Ma ecco una svolta drammatica e inattesa. Un greco di nome Efialte si presenta all’accampamento persiano indicando un sentiero che, aggirando l’accampamento greco, conduce alle sue spalle consentendo una manovra di accerchiamento. Quando Re Leonida si accorge che i nemici stanno per arrivare da tutte le parti, ordina l’immediata ritirata del contingente greco con la sola eccezione dei suoi 300 che rimarranno a copertura della manovra anche se ciò vuol dire morte certa. Buona parte dei Greci ripiega, ma con Leonida restano anche alcuni Tespiesi e Tebani. La resa dei conti è vicina.


Attaccati anche nelle retrovie, ormai non ha più senso rimanere nella parte stretta del passo cercando di limitare le perdite, quindi i Greci si spingono nella zona più larga per combattere con tutta la rabbia e il furore di cui sono capaci cercando di vendere cara la pelle. Leonida viene quasi subito abbattuto da una freccia persiana mentre i suoi uomini, dopo aver tentato una strenua difesa del suo corpo, vengono a poco a poco sopraffatti. Gli ultimi saranno massacrati sotto una pioggia di dardi.
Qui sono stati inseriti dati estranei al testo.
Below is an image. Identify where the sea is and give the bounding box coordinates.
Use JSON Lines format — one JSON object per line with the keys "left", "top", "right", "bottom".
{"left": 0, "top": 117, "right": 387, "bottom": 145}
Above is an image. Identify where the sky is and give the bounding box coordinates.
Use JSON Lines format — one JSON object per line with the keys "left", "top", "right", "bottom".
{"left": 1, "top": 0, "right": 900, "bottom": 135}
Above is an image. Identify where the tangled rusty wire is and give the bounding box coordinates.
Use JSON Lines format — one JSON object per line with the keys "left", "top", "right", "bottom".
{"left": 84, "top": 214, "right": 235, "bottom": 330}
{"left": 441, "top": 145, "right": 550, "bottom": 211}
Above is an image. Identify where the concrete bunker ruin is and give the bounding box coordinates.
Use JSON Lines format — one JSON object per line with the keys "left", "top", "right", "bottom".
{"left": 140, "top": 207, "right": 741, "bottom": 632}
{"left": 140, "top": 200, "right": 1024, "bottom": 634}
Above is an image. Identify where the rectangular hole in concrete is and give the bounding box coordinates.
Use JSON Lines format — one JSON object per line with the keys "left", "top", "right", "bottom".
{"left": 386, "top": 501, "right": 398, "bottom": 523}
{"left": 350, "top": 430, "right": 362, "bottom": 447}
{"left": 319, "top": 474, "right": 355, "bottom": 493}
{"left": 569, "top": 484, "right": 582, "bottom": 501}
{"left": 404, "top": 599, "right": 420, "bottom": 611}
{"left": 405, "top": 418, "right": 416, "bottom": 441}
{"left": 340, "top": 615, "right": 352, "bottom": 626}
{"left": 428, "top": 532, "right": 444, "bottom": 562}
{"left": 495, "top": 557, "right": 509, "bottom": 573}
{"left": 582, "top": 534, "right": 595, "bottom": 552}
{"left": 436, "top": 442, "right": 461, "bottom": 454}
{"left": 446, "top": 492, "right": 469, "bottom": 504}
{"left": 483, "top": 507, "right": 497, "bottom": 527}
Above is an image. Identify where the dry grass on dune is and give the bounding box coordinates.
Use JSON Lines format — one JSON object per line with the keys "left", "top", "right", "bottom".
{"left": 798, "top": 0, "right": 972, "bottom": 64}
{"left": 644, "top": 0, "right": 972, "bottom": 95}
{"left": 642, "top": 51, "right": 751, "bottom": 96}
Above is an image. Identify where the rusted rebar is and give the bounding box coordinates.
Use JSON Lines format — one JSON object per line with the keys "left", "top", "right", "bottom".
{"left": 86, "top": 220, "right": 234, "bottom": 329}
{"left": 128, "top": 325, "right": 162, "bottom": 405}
E pensare che prima dell’inizio della battaglia alla richiesta di resa fatta ai Greci da parte dei Persiani che avrebbero con le loro frecce oscurato il sole, la risposta di Dienece, uno dei 300 Spartani, era stata: “Bene, allora combatteremo all’ombra”.


Quella delle Termopili si rivelò una sconfitta vittoriosa perché il sacrificio di quel manipolo di eroi servì a tenere alto il morale dei Greci che, pur dovendo assistere alla presa di Atene, sconfissero in quello stesso anno i Persiani per mare a Salamina e l’anno dopo a Platea, in una grande battaglia terrestre. Dopo queste due pesanti sconfitte e una nuova batosta subita a Micale, i Persiani dovettero abbandonare il proposito di conquistare la Grecia.